Monday, November 26, 2007


Feliks Topolski (1907-1989) traveled the world, illustrating the great places and events of his day.

Born in Poland, Topolski set out for adventure at an early age. He made his way to Britain, the US, the Middle East, Canada, Ireland, France, India, Australia, Italy, Argentina, Switzerland, Denmark, Norway, Germany, Brazil and Portugal. Wherever he went, he kept a visual diary of the things he witnessed. His drawings of exotic street bazaars, ancient temples and crowded cities were collected in highly popular books.

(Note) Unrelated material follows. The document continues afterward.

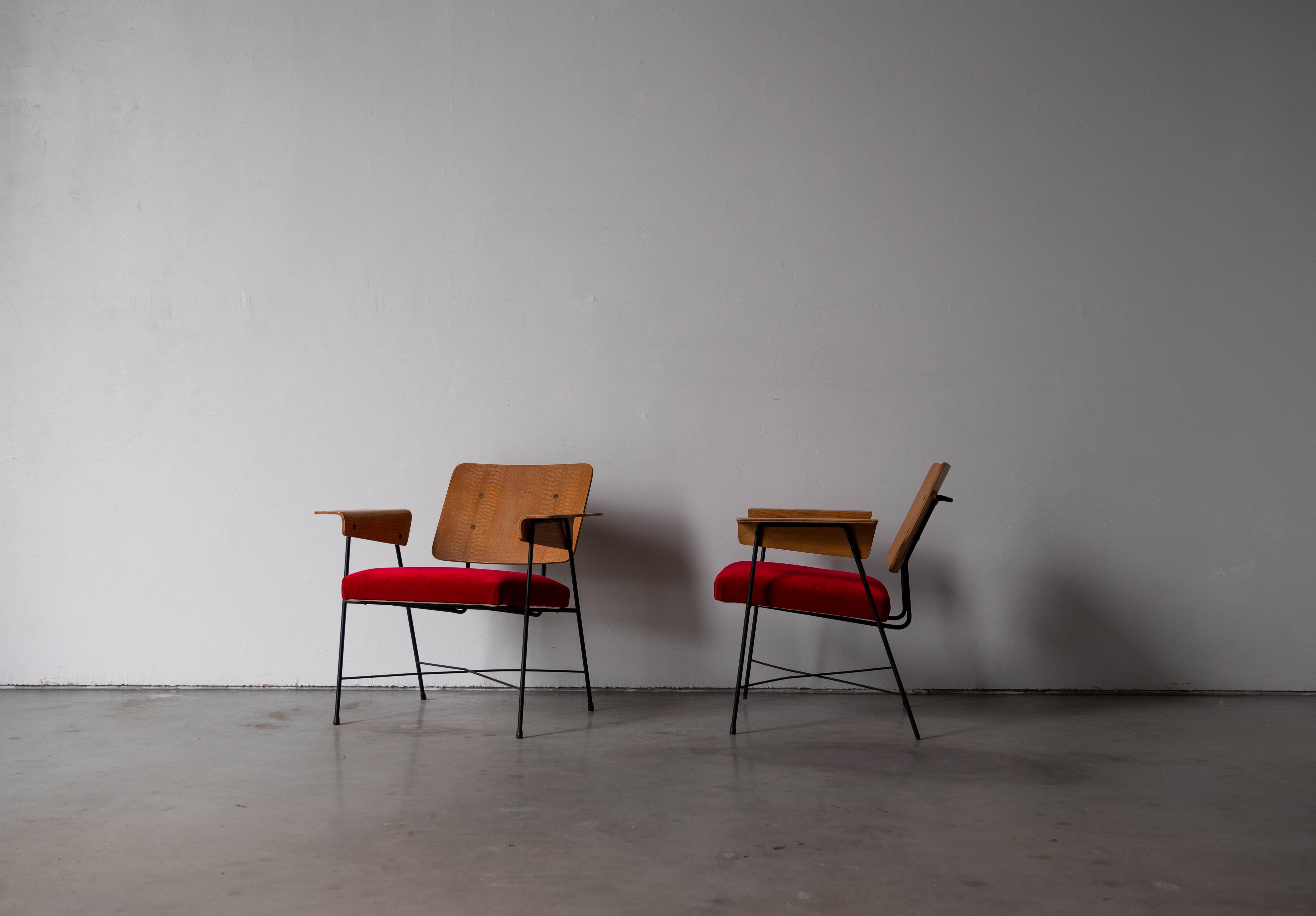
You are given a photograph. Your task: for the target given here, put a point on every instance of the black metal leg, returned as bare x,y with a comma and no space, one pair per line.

During World War II, Topolski became famous as one of the great war illustrators, working on the front lines in Russia, China, Burma, India, Palestine, Africa, Egypt, Syria and Italy. He was in London to record the Battle of Britain, and in Germany to record the collapse of the Nazi regime. He witnessed first hand the freeing of the concentration camps. Here is a wonderful detail of looters making off with plunder in the streets of Bergen:

Here is an excellent drawing of Jordanian soldiers standing guard:

He drew portraits of world leaders such as Gandhi, Winston Churchill and Bertrand Russell

One thing I particularly like about Topolski is the care he devoted to drawing people who were standing around waiting aimlessly.

Traveling under primitive wartime conditions, Topolski saw a lot of people sitting around waiting; waiting for food, waiting because transportation broke down, waiting for visas, waiting in prison camp yards... progress had come to a halt, and it seemed like most of the world spent most of its time waiting in lines.

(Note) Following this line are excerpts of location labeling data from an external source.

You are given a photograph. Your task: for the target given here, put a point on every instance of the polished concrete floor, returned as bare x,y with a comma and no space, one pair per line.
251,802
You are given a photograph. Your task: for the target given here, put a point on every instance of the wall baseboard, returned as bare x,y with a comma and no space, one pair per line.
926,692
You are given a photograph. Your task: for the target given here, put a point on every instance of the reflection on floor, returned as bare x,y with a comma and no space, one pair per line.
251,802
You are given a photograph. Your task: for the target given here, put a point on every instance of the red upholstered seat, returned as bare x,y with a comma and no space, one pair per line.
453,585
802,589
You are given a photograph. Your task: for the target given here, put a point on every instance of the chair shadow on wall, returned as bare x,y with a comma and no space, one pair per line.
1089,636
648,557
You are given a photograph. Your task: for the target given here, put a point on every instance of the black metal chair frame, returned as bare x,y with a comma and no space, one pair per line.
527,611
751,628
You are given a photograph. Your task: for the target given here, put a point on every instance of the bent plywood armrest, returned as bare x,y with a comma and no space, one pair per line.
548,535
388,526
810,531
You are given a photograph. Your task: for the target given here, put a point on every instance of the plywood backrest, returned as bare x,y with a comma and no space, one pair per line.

Rather than succumb to mind numbing boredom, Topolski found the inspiration to take out his pencil and draw the people sitting around. He made thousands of drawings of such groups all around the world, but you can tell from the following examples that Topolski remained alert and observant, shrewdly capturing in line the identity and characteristics of each group.

The posture and clothing of the Russian soldiers in their thick coats look entirely different from the displaced persons, who look entirely different from the German POWs.

Those who see with the eyes of an artist, whose hand itches to draw, find opportunities for excellence even when surrounded by tedium.